Shareholder return strategy: No. 1<3562> changed its shareholder return policy along with the publication of the new mid-term management plan "Evolution 2027" and showed the direction of significantly strengthening shareholder return. So far, we have aimed for stable dividends (30% dividend payout ratio as a guide), but in the future, we plan to implement stable and continuous shareholder dividends based on a policy of aiming for a 30% dividend payout ratio, regardless of changes in annual performance. A notable feature is that we have set a minimum dividend of the previous year's annual dividend per share and will continue to increase dividends, which is a significant enhancement of shareholder return and can also be evaluated as a expression of confidence in profit growth. Moreover, we have a policy of "flexibly implementing under financial discipline" for acquiring our own shares, showing a more proactive stance.* *Considering the gap between our own perception of the stock price and the market evaluation, ROE, capital efficiency, and CF level, we have a policy of implementing it flexibly. Dividends for the fiscal year ending February 2024 will increase by 1 yen from the previous year, as expected at the beginning of the period, to 33 yen per share (mid-term dividend of 16.5 yen and year-end dividend of 16.5 yen).
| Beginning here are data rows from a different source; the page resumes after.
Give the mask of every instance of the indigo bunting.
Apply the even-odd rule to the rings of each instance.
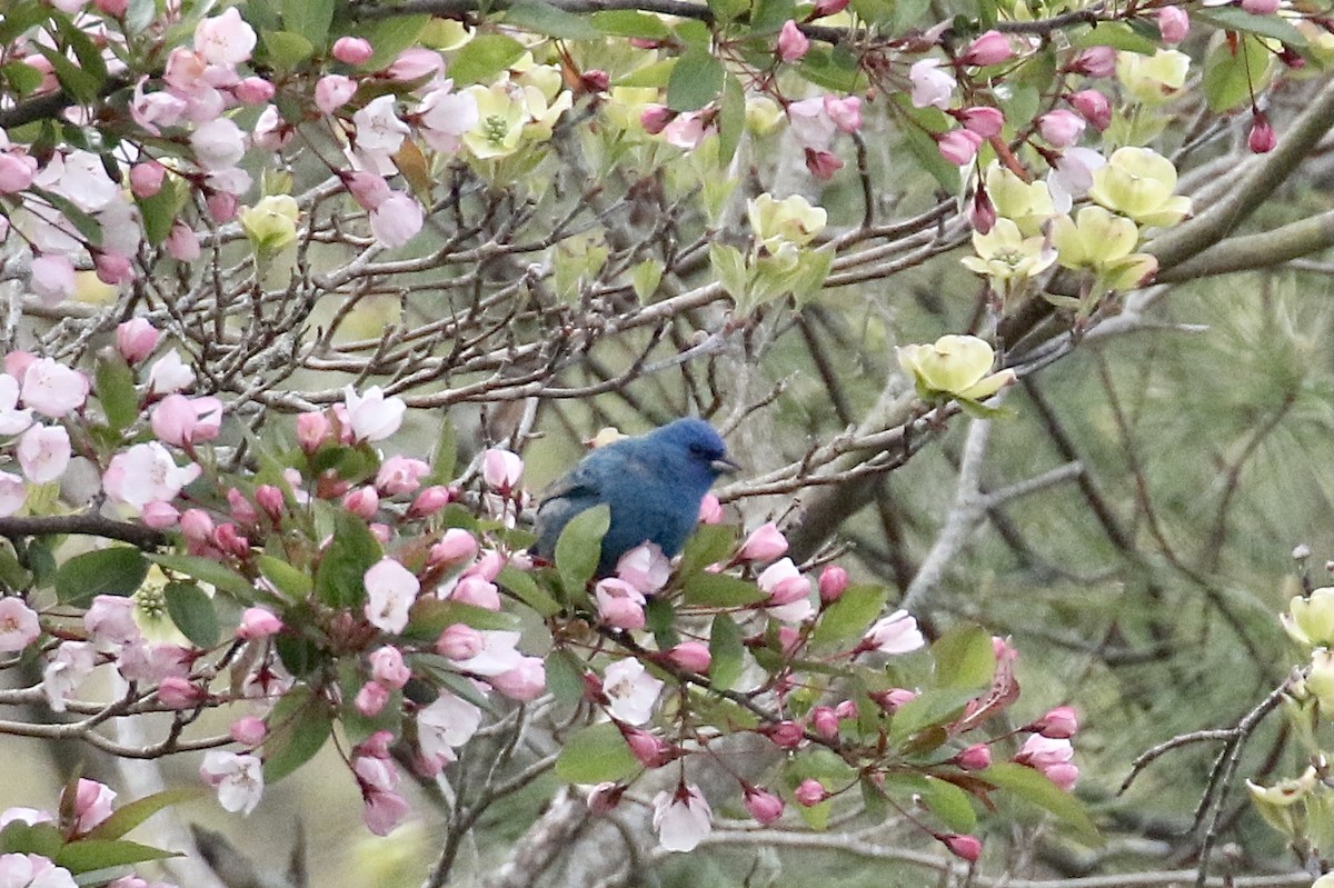
[[[606,503],[611,527],[602,539],[598,576],[611,573],[620,556],[642,543],[656,543],[671,557],[695,528],[699,501],[714,480],[734,468],[723,439],[698,419],[599,447],[552,484],[538,505],[532,552],[551,560],[570,519]]]

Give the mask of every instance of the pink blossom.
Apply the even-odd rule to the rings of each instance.
[[[972,163],[972,159],[976,157],[978,148],[982,147],[982,136],[971,129],[954,129],[943,136],[936,136],[935,144],[942,157],[955,167],[962,167]]]
[[[652,595],[671,579],[671,560],[656,543],[642,543],[616,560],[616,577],[643,595]]]
[[[43,253],[29,267],[33,295],[43,305],[59,305],[75,292],[75,264],[63,253]]]
[[[824,113],[840,132],[854,133],[862,128],[862,100],[856,96],[824,96]]]
[[[204,753],[199,776],[217,788],[217,801],[225,811],[248,815],[264,795],[264,769],[259,756],[211,749]]]
[[[519,665],[487,680],[511,700],[527,703],[536,700],[547,689],[547,667],[542,657],[520,657]]]
[[[639,589],[614,577],[598,580],[594,587],[598,619],[618,629],[644,628],[644,596]]]
[[[820,601],[824,604],[832,604],[838,601],[843,595],[843,589],[847,588],[847,571],[836,564],[828,564],[820,571],[819,589]]]
[[[819,780],[816,780],[815,777],[807,777],[806,780],[802,780],[802,783],[796,785],[796,789],[792,792],[792,796],[796,799],[796,804],[803,805],[806,808],[814,808],[815,805],[828,799],[830,793],[828,791],[824,789],[824,787],[820,784]]]
[[[33,425],[19,439],[16,455],[25,479],[55,481],[69,468],[69,432],[61,425]]]
[[[165,447],[148,441],[112,456],[101,487],[111,499],[141,511],[147,503],[176,499],[200,471],[193,463],[176,465]]]
[[[907,611],[895,611],[878,620],[862,639],[862,649],[880,653],[907,653],[924,645],[926,639]]]
[[[908,83],[912,85],[912,107],[935,107],[942,111],[950,107],[954,97],[954,77],[940,71],[939,59],[922,59],[908,68]]]
[[[164,245],[171,257],[179,263],[192,263],[199,259],[199,236],[183,221],[172,223]]]
[[[364,65],[375,55],[371,41],[364,37],[339,37],[329,55],[346,65]]]
[[[766,521],[742,543],[736,557],[742,561],[772,561],[787,552],[787,537],[772,521]]]
[[[148,368],[148,391],[152,395],[169,395],[189,387],[195,381],[195,371],[180,360],[180,353],[167,352]]]
[[[255,49],[255,29],[241,20],[236,7],[201,19],[195,27],[195,52],[211,65],[239,65]]]
[[[91,641],[124,645],[137,641],[139,624],[135,623],[135,600],[120,595],[99,595],[84,613],[84,629]]]
[[[654,797],[654,829],[666,851],[694,851],[712,831],[712,811],[696,785],[679,784],[675,792]]]
[[[682,641],[667,652],[667,660],[682,669],[700,675],[708,673],[708,667],[712,664],[708,645],[703,641]]]
[[[394,249],[412,240],[426,221],[422,204],[402,191],[390,192],[380,205],[371,211],[371,233]]]
[[[403,661],[403,652],[391,644],[376,648],[368,659],[371,677],[386,688],[402,688],[412,677],[412,669]]]
[[[782,31],[778,32],[778,57],[792,64],[800,60],[810,48],[811,41],[802,33],[798,24],[791,19],[784,21]]]
[[[268,608],[245,608],[241,623],[236,627],[236,637],[243,640],[267,639],[283,631],[283,620]]]
[[[1067,148],[1079,140],[1085,120],[1073,111],[1058,108],[1038,117],[1038,132],[1057,148]]]
[[[948,833],[940,836],[940,841],[946,848],[950,849],[955,857],[960,860],[967,860],[968,863],[976,863],[978,857],[982,856],[982,841],[976,836],[960,836],[958,833]]]
[[[264,724],[263,719],[256,716],[241,716],[232,723],[228,733],[232,735],[232,740],[236,743],[247,747],[257,747],[268,736],[268,725]]]
[[[1005,115],[999,108],[976,105],[974,108],[960,108],[952,113],[955,120],[963,124],[964,129],[975,132],[983,139],[999,136],[1000,128],[1005,127]]]
[[[0,599],[0,651],[13,653],[37,640],[41,624],[37,613],[23,603],[23,599],[5,596]]]
[[[390,689],[386,688],[379,681],[367,681],[362,685],[362,689],[356,692],[356,697],[352,700],[352,705],[367,719],[374,719],[380,715],[384,709],[384,704],[390,701]]]
[[[968,48],[959,56],[959,61],[982,68],[1000,64],[1013,57],[1014,49],[1010,48],[1010,37],[999,31],[987,31],[968,44]]]
[[[352,435],[360,441],[382,441],[394,435],[408,407],[402,397],[386,397],[379,385],[366,389],[364,395],[348,385],[343,389],[343,403]]]
[[[1067,101],[1094,129],[1102,132],[1111,125],[1111,104],[1097,89],[1081,89],[1071,93]]]
[[[161,333],[144,317],[131,317],[116,327],[116,351],[128,364],[137,364],[157,348]]]
[[[743,801],[750,816],[763,827],[783,816],[783,800],[767,789],[746,787]]]

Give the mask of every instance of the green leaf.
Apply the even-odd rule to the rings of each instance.
[[[584,693],[584,665],[570,651],[556,648],[547,655],[547,691],[558,703],[576,705]]]
[[[283,0],[283,28],[297,33],[311,44],[328,43],[334,24],[334,0]]]
[[[750,580],[726,573],[696,573],[687,577],[684,593],[686,604],[708,608],[742,608],[768,597]]]
[[[723,63],[707,49],[688,49],[667,80],[667,107],[698,111],[723,88]]]
[[[245,604],[255,600],[253,583],[225,564],[219,564],[212,559],[197,555],[151,553],[148,555],[148,560],[168,571],[192,576],[200,583],[208,583],[223,592],[231,593]]]
[[[638,769],[639,761],[610,721],[572,735],[556,757],[556,776],[566,783],[623,780]]]
[[[523,55],[523,44],[500,33],[478,35],[463,44],[450,64],[455,85],[488,83]]]
[[[137,841],[83,839],[80,841],[71,841],[57,851],[52,860],[57,867],[64,867],[72,873],[81,873],[180,856],[175,851],[163,851],[161,848],[141,845]]]
[[[742,631],[726,613],[714,617],[708,632],[708,683],[718,691],[730,691],[742,677],[744,647]]]
[[[611,507],[603,503],[570,519],[556,540],[556,571],[566,592],[578,596],[602,559],[602,537],[611,527]]]
[[[382,556],[380,543],[366,521],[339,511],[334,516],[334,540],[315,572],[315,595],[329,607],[359,607],[366,601],[366,572]]]
[[[971,623],[951,627],[936,639],[931,659],[936,685],[942,688],[978,691],[991,683],[996,668],[991,633]]]
[[[746,91],[734,75],[723,79],[723,104],[718,112],[718,163],[728,164],[746,131]]]
[[[304,684],[288,691],[268,716],[264,781],[277,783],[315,757],[332,731],[324,701]]]
[[[167,613],[196,648],[208,649],[217,644],[217,611],[213,600],[195,583],[168,583]]]
[[[1265,44],[1250,35],[1242,35],[1237,41],[1237,52],[1226,40],[1214,45],[1205,56],[1201,79],[1209,108],[1223,113],[1249,105],[1253,92],[1258,93],[1269,85],[1271,59]]]
[[[291,31],[264,31],[268,61],[279,71],[291,71],[315,55],[315,44]]]
[[[292,567],[281,559],[276,559],[272,555],[260,555],[257,561],[260,575],[292,601],[300,601],[315,588],[315,581],[311,580],[309,573]]]
[[[208,791],[203,787],[180,787],[136,799],[116,808],[115,813],[88,833],[88,839],[120,839],[163,808],[203,799],[208,795]]]
[[[846,648],[866,635],[871,623],[884,609],[888,591],[882,585],[850,585],[838,601],[831,604],[811,635],[811,644],[824,648]]]
[[[115,349],[97,353],[97,400],[107,415],[107,425],[116,435],[125,431],[139,417],[139,395],[135,392],[135,373]]]
[[[1191,9],[1190,17],[1193,21],[1205,21],[1226,31],[1241,31],[1261,37],[1273,37],[1294,49],[1303,49],[1309,45],[1306,35],[1294,28],[1287,19],[1279,16],[1257,16],[1239,7],[1210,7],[1207,9]]]
[[[99,595],[133,595],[148,576],[144,553],[113,545],[76,555],[56,571],[56,599],[85,608]]]
[[[512,564],[500,568],[500,573],[496,575],[496,585],[527,604],[542,617],[560,613],[560,603],[547,595],[531,573],[520,571]]]
[[[1074,828],[1081,837],[1098,839],[1098,827],[1090,820],[1079,800],[1047,780],[1039,771],[1013,761],[1002,761],[984,771],[978,771],[974,776],[1051,812],[1066,825]]]
[[[592,13],[592,24],[608,37],[640,37],[666,40],[671,31],[658,16],[638,9],[604,9]]]
[[[542,0],[516,0],[506,9],[504,23],[562,40],[596,40],[602,36],[587,17],[566,12]]]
We also acquired 340,000 shares of our own stock (with a purchase price of 397 million yen). Despite the anticipated decline in profits for the fiscal year ending February 2025, we are expected to follow the policy of increasing dividends every period and issue a dividend of 1 yen per share (a commemorative dividend for the 35th anniversary of our founding), with an expected increase of 2 yen from the previous year to 35 yen per share (mid-term dividend of 17.5 yen and year-end dividend of 17.5 yen).

E Guardian <6050> changed its dividend policy in May 2024. Previously, it had balanced the distribution of profits to shareholders and the internal reserves enhancement by prioritizing investment in the business, but in the future, it aims to enhance profit distribution to shareholders by increasing the dividend payout ratio. According to the new basic policy, it will consider factors such as investment for sustainable growth and corporate value improvement, balance with financial soundness for preparing for various risks, and outlook for business performance, and distribute profits according to performance, with a target consolidated dividend payout ratio of around 30%. For the September 2024 term, a dividend of 31.0 yen (a 5.0 yen increase) and an expected dividend payout ratio of 30.3% (upward revision) are anticipated.

The company has established a shareholder benefit program to promote the holding of medium to long-term shares. Shareholders as of the end of September every year are eligible, and those who hold 100 or more shares for less than one year will be presented with a QUO card worth 5,000 yen, while those who hold 100 or more shares for one year or more will be presented with a QUO card worth 8,000 yen. With the introduction of the shareholder benefit program alongside the increase in the dividend payout ratio, the appeal of stock investment has increased.

(Written by FISCO Guest Analyst, Hideo Kakuta)

The translation is provided by third-party software.